A defensible adoption sequence for a greenfield multi-cloud posture:

  1. Stand up Entra as the identity anchor. Federate every cloud you currently touch (or plan to touch) to Entra in the first 90 days. Decommission cloud-local users in parallel.
  2. Stand up ADLS Gen2 as the data anchor. Migrate the warehouse tables to Delta. Enable UniForm so Iceberg-only readers are not blocked. Stand up Delta Sharing as the cross-cloud read surface.
  3. Stand up the IaC tooling. Bicep for Azure-native. Terraform for anything crossing. Adopt the tag standard. Wire the FinOps dashboard to the propagated tags.
  4. Stand up Foundry as the AI orchestrator. Route applications to OpenAI-compatible endpoints. Add Bedrock, Vertex, and on-prem Ollama as alternates behind Foundry's policy router.
  5. Federate Purview + Unity Catalog. One catalog view, one lineage view. Tag propagation enforced by IaC.
  6. Stand up the network spine. ExpressRoute + Megaport. Private Link parity to peer clouds. Sentinel as the SIEM.
  7. Practice cross-cloud DR. Pick a non-critical workload. Cold-stand it up in a peer cloud. Run a DR drill quarterly.

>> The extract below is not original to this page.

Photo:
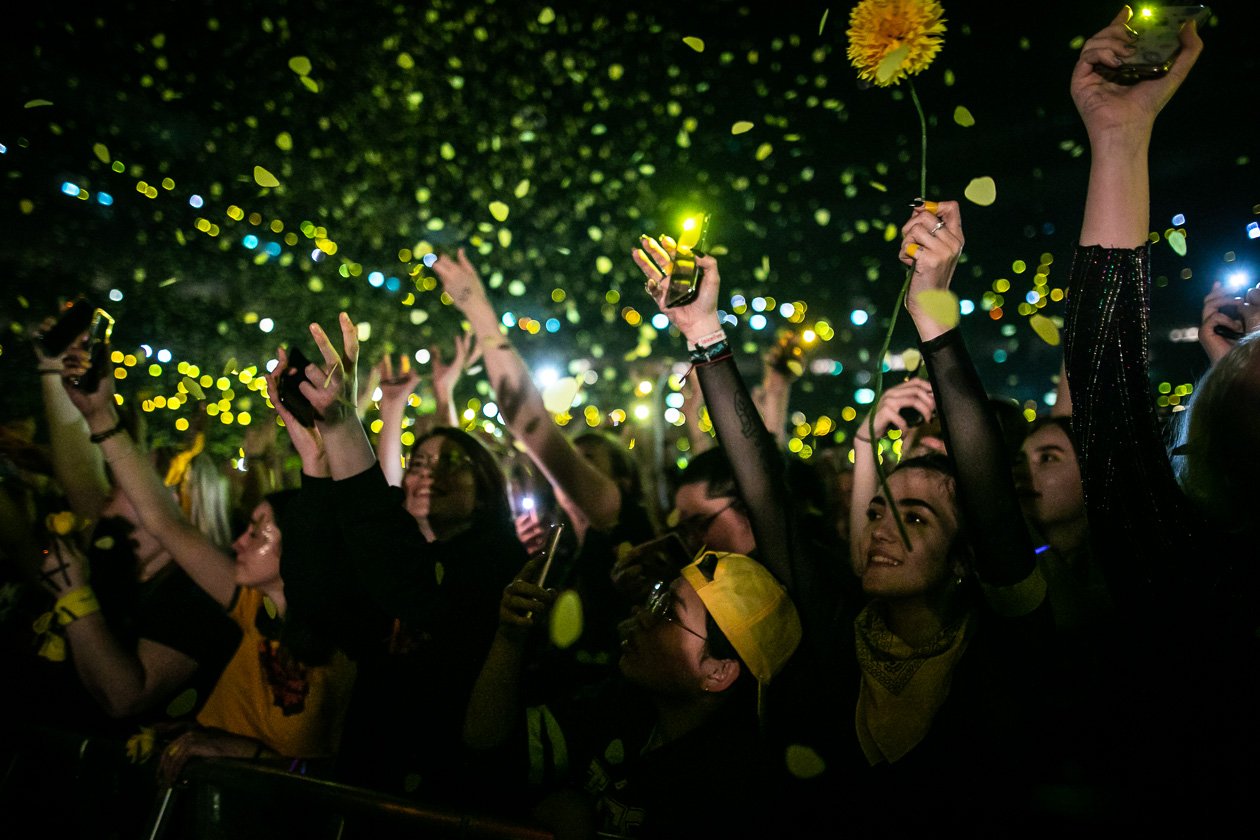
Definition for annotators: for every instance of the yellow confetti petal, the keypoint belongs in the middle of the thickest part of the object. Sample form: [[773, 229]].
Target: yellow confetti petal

After step 7, you have multi-cloud posture. The architectural locks are broken. Every subsequent workload inherits the posture by default.

Conclusion

Multi-cloud is not a procurement strategy. It is an architectural posture against vendor lock-in, anchored on open standards. Azure is the right anchor because its first-class services — Entra, ADLS Gen2, Bicep, AI Foundry, Purview — are themselves built around the same open standards that AWS, GCP, OCI, and on-prem already speak.

Pick the right anchors and the multi-cloud question becomes small. Pick the wrong ones and it becomes the most expensive engineering program in the company.